The UK music, video and games markets generated record sales total of £9,716m, the trade body Entertainment Retailers Association (Era) reported.
Digital streams and sales continued to grow through 2021 with video up 13.3 per cent as more than half of UK households signed up to on-demand services including Netflix and Disney +.
Music revenues were up by 8.7 per cent, driven by the dominance of Spotify and Apple Music, boosted by blockbuster releases by Adele and Ed Sheeran.
A limited schedule of new films at cinemas during the pandemic made home viewing a popular option.
The delayed James Bond film No Time To Die was the biggest title of the year, with 1.148 million retail sales, of which 717,500 were physical units sold in two weeks.
That was the largest week one disc sales since 2017, and the biggest ever week one on 4K UHD. Along with the 450,000 CD, vinyl and cassette sales recorded by Adele’s 30 album within two months of release, 2021 demonstrated that there is still a market for physical entertainment products.
Cliff Richard’s The Great 80 Tour was the biggest selling music DVD title of the year, the British Association for Screen Entertainment said.
Video On Demand is growing in popularity with under 25’s however, with 27.4 million rentals in 2021 led by Wonder Woman 1984.
“Download and Keep” digital film records were broken at Christmas.
Nearly 90 pence in every pound spent on music, video and games is now online.
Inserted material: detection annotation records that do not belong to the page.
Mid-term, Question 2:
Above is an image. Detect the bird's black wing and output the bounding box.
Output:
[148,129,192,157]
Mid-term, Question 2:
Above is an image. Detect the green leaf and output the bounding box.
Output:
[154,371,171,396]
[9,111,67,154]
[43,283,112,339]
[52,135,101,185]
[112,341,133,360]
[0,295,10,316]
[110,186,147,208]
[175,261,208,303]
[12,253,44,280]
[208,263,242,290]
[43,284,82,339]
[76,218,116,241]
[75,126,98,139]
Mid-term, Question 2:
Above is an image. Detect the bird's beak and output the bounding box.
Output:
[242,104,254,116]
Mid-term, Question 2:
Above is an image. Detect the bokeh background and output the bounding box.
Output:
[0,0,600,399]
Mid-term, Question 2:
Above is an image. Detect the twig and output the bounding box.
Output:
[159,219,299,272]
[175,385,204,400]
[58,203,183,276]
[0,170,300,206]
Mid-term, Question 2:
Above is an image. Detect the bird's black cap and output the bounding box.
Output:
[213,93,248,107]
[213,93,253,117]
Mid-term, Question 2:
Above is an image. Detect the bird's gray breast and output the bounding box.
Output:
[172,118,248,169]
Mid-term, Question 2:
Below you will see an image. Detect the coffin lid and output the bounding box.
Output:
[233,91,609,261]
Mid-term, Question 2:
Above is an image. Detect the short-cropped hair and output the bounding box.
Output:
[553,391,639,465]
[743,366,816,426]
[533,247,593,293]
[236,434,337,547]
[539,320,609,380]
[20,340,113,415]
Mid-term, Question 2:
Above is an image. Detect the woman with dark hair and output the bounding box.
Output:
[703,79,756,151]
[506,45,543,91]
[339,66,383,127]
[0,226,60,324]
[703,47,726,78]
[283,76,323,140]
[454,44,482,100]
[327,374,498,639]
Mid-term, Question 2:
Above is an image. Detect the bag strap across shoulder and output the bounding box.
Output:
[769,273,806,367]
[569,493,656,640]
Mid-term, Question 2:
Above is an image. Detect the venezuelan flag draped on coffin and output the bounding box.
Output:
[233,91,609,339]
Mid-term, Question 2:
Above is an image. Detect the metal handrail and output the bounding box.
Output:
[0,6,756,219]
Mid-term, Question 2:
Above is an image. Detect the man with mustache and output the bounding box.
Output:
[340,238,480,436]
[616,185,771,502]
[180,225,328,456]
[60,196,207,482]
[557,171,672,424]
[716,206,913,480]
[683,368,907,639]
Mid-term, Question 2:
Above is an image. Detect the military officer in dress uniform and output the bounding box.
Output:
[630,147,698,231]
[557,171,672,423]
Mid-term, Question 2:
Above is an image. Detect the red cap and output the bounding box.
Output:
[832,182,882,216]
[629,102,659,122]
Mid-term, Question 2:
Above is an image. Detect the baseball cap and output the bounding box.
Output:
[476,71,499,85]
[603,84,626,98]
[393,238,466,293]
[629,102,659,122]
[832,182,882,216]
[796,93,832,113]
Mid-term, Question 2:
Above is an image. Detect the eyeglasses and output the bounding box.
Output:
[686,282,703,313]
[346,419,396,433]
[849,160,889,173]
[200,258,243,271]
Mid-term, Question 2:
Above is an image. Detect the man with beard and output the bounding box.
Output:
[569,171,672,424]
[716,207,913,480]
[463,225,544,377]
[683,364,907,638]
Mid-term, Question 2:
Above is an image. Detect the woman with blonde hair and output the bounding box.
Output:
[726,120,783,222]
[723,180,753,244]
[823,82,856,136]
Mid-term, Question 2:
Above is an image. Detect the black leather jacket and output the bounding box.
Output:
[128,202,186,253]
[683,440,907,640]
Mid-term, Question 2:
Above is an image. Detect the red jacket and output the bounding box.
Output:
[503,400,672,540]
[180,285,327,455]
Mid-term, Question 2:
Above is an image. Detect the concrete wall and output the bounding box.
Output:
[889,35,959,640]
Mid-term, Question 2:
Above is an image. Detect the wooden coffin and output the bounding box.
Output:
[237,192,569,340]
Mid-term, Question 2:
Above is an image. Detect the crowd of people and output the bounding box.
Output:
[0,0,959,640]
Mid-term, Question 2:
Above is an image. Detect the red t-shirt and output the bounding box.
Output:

Total digital revenues grew by 8.3 per cent in 2021 to £8.66bn, more than the entire entertainment market was worth just two years ago.
Only video games faltered with sales down by 3.3 per cent, although that was still nearly 14 per cent more than in 2019, the last full year before Covid-19 struck.
ERA chief executive Kim Bayley said: “The vast majority of the sector’s growth is being driven by digital services making entertainment more accessible and convenient than ever before. If we can repeat this success in 2022, the UK entertainment market will exceed £10bn for the first time.”